La corte scozzese afferma che le persone possono autoidentificare il sesso al censimento

Gli scozzesi saranno ora in grado di identificare come vogliono nel censimento del 2022, indipendentemente dal loro stato legale o medico, a seguito di una sentenza di giovedì scorso.


La campagna di Fair Play for Women (movimento per i diritti delle donne), che ha avviato una sfida legale contro l'autoidentificazione, aveva sostenuto senza successo che gli individui devono rispondere alla domanda sul genere nel censimento "veramente" e che la risposta veritiera sarebbe stata definita dal genere sul loro certificato di nascita.

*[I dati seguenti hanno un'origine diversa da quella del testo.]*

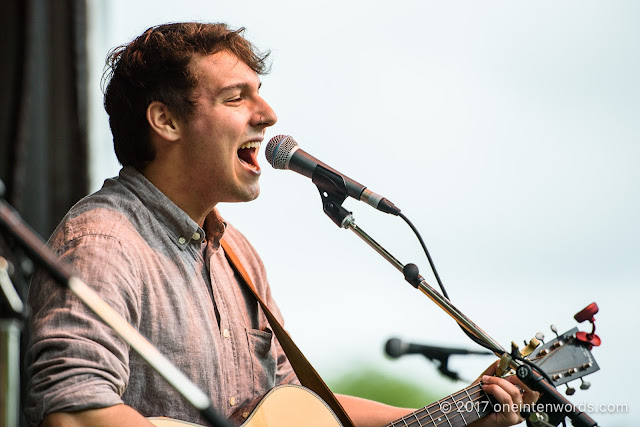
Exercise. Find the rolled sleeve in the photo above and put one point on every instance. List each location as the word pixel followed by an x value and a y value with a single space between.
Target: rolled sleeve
pixel 73 360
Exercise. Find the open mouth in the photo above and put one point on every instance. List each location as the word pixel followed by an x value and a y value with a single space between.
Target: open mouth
pixel 248 155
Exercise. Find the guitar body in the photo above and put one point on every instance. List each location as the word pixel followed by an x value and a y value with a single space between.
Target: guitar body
pixel 283 406
pixel 566 358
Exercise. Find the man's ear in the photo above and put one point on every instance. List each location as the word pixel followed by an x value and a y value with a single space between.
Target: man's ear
pixel 162 121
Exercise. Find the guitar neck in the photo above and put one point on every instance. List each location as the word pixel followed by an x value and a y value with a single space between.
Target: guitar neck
pixel 457 410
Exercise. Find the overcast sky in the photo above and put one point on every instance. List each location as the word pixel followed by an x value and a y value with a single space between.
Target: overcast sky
pixel 508 132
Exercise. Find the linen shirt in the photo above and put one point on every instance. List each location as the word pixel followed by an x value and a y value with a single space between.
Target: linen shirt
pixel 156 267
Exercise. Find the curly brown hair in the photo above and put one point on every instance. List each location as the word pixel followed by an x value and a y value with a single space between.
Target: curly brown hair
pixel 155 67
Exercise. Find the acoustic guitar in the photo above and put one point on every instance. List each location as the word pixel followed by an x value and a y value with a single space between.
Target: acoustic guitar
pixel 564 359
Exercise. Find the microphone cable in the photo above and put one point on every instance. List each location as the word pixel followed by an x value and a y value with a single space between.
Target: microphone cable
pixel 469 334
pixel 426 251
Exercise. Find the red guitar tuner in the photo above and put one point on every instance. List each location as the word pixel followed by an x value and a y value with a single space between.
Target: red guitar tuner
pixel 588 313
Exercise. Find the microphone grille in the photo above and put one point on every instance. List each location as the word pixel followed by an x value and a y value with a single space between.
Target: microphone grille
pixel 395 347
pixel 278 151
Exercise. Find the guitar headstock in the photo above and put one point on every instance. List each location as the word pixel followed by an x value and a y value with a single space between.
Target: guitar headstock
pixel 565 358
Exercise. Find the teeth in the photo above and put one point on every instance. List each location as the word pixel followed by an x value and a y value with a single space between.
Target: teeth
pixel 250 145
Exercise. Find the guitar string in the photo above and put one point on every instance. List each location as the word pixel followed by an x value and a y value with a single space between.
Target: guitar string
pixel 427 409
pixel 439 420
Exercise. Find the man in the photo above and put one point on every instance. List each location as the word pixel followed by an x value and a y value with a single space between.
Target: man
pixel 187 121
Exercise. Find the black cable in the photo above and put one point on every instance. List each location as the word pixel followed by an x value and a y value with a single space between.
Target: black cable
pixel 469 334
pixel 426 251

Lord Craig Sandison ha stabilito che "non esiste alcuna regola generale o principio di diritto secondo cui una domanda sul sesso di una persona può essere risolta correttamente solo facendo riferimento al sesso dichiarato sul certificato di nascita di quella persona o sul GRC [Certificato di riconoscimento del genere]".


Lord Sandison ha stabilito che, a condizione che la risposta alla domanda sul sesso nel censimento fosse data in "buona fede e per ragionevoli motivi", non poteva essere considerata fraudolenta o falsa, anche se l'individuo selezionava un genere con cui non era legalmente classificato.


Il fair play for Women si è detto "deluso dalla sentenza e chiederà un ricorso urgente".